From: James Tursa on
"Chad " <parishcm(a)ornl.gov> wrote in message <ho8eea$6vi$1(a)fred.mathworks.com>...
>
> James Tursa,
>
> Thank you for the offer! I hate to impose upon someones else's time, but if you're willing to do so, I'd be happy for your help. Real numbers, always.
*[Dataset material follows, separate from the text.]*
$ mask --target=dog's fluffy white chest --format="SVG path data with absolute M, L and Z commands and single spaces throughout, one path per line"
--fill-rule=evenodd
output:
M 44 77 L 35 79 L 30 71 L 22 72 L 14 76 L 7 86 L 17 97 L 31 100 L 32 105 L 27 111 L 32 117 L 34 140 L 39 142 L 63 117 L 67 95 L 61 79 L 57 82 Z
Here it is. The routine is based on the sparse matrix cleaning code I wrote for my fast matrix multiply mtimesx FEX submission. I simply altered it to clean non-finite values from the array instead of cleaning 0's from the array. I will not try to explain the routine but simply ask you to accept it as a black box. Basically, I took some reasonably looking code (to someone who understands sparse matrix layout) and highly optimized it for speed ... ending up with a fairly ugly piece of code (even using a goto) but one that runs very fast. Be advised that it alters the sparse matrix in-place, so if you have any shared variables with this then it will cause some side-effects of altering those other variables. If that is the case let me know. The two main reasons for the speed are the in-place altering of the data and the fact that it traverses the array only once (unless there is a realloc,
in which case it traverses it twice). For the realloc I chose 1024 elements as the trigger, but you can change this to something else if you want (if the array drops by 1024 elements or more, then a realloc takes place to try to recover some memory). To use it simply put setnonfinite0.c on your path, make that directory your current directory, and then type the following:

mex -setup
(then select a C/C++ compiler from the menu, e.g., lcc)
mex setnonfinite0.c

Then you will have a function setnonfinite0 that you can call just like any other MATLAB function.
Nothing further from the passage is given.